IV. The abbreviation for several of the common bacterial genes which have been commonly used to transform rice include the following:

gus (for more correctly as uidA) for β-glucuronidase gene,
hpt for hygromycin phosphotransferase gene,
hptII for neomycin phoshotransferase II gene,
bar (or more correctly as pat) for phosphinothricin acetyltransferase gene.

V. For naming a chimeric gene construct, the Committee suggests the use of a capital P for promoter, a capital I for intron, a capital S for signal peptide coding sequence, a capital C for coding sequence and a capital T for 3' terminator regions. Each symbol is enclosed within a parenthesis, and is placed after the name of the component. A slash is placed between components to clearly separate them. For example, CaMV 35S (P)/Act 1 (I)/α-Amy 1a(S)/gus(C)/nos (T) is a chimeric plasmid that contains the promoter CaMV 35S, the intron of Act 1, the signal peptide coding sequence of α-Amy 1a, the coding region of the bacterial gus and the 3' terminator region of the bacterial nos.

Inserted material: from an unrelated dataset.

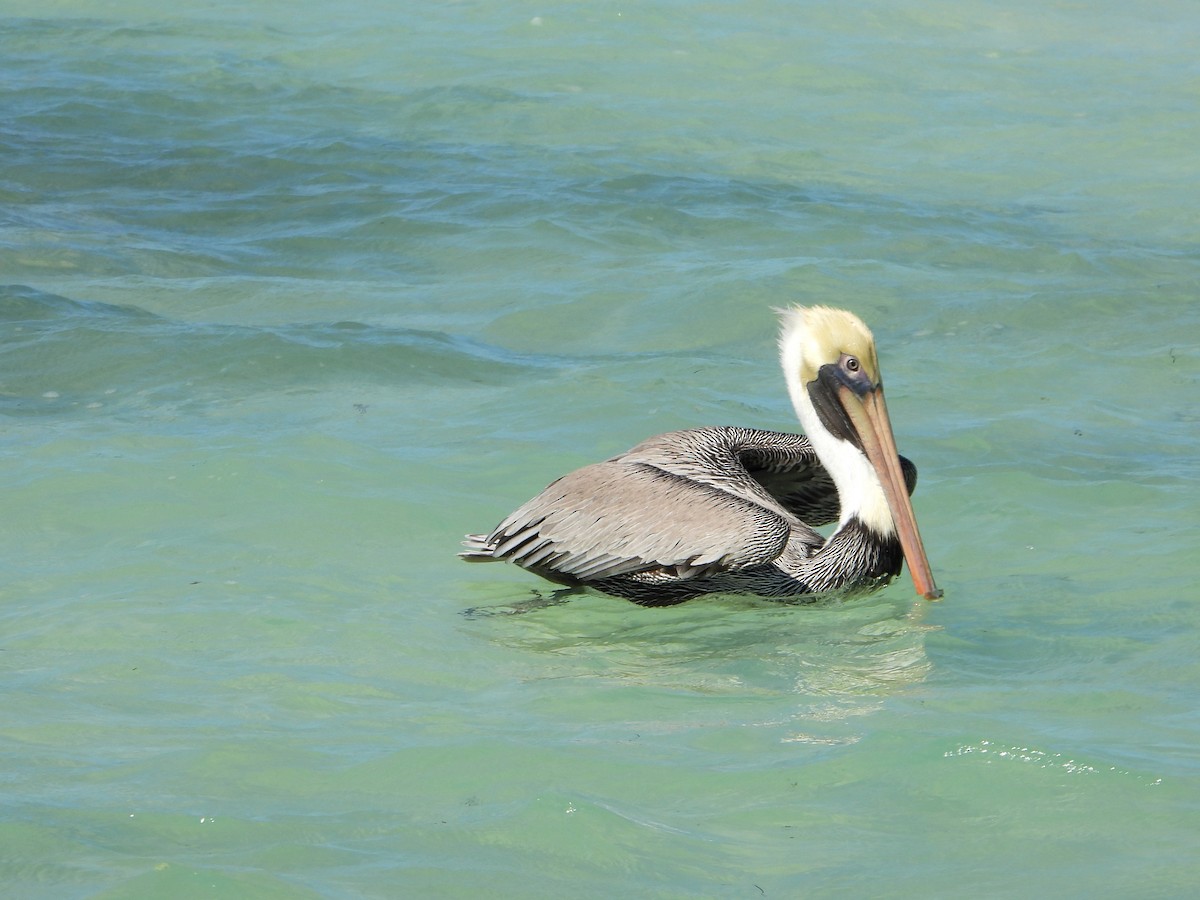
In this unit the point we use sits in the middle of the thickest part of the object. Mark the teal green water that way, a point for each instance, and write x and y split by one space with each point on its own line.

VI. The Committee suggests that in naming rice genes, the nomenclature should not include the abbreviation for rice. For example, R has been used to indicate genes, but R can also stand for rye or rose genes. The use of Os for Oryza also is not satisfactory.

VII. The protein product (or phenotype) of a cloned gene should be identical to the basic symbol for the gene, except that each letter in the symbol should be a capital Roman letter. For example, the product of the Adh 1 gene is designated ADH 1 (Hart and Gale 1988).

VIII. The Committee suggests that the recommendations be considered as tentative. We welcome suggestions for improvement or additions from other scientists. A revised guideline will be published every year or two.


In general, the naming system of rice chloroplast and mitochondrial genes should be the same at those of other higher plants. Detailed rules and recommended nomenclature for known genes can be found in the following articles: Plant Mol. Biol. Reported 1, 38-43 (1983); 6, 14-21 (1988); 6, 266-273 (1988); 7, 266-275 (1989).

I. The gene name should include two parts. The first part, a three-letter code in lower-case letters to designate the group to which the gene product belongs. The second part, one or more capitalized letters or numbers to designate specific genes. The gene name is italicized.

II. Groups of genesthat are related in coding function should have the same three-letter code. For groups of gene-encoding polypeptides, the capitalized letters or numbers used to designate specific genes within a group do not necessarily carry any connotation about the molecular weight of the polypeptide or relative gel electrophoretic mobility.


G. H. Hart and M. D. Gale, 1988. Guidelines for nomenclature of biochemical/molecular loci in wheat and related species. Draft copy of July 4, 1988.

T. Kinoshita, 1986. Report on the Committee on Gene Symbolization. RGN 3: 4-7.

C. Price, 1989. Nomenclature for cloned plant genes. Plant Mol. Biol. Reporter 7: 99-103.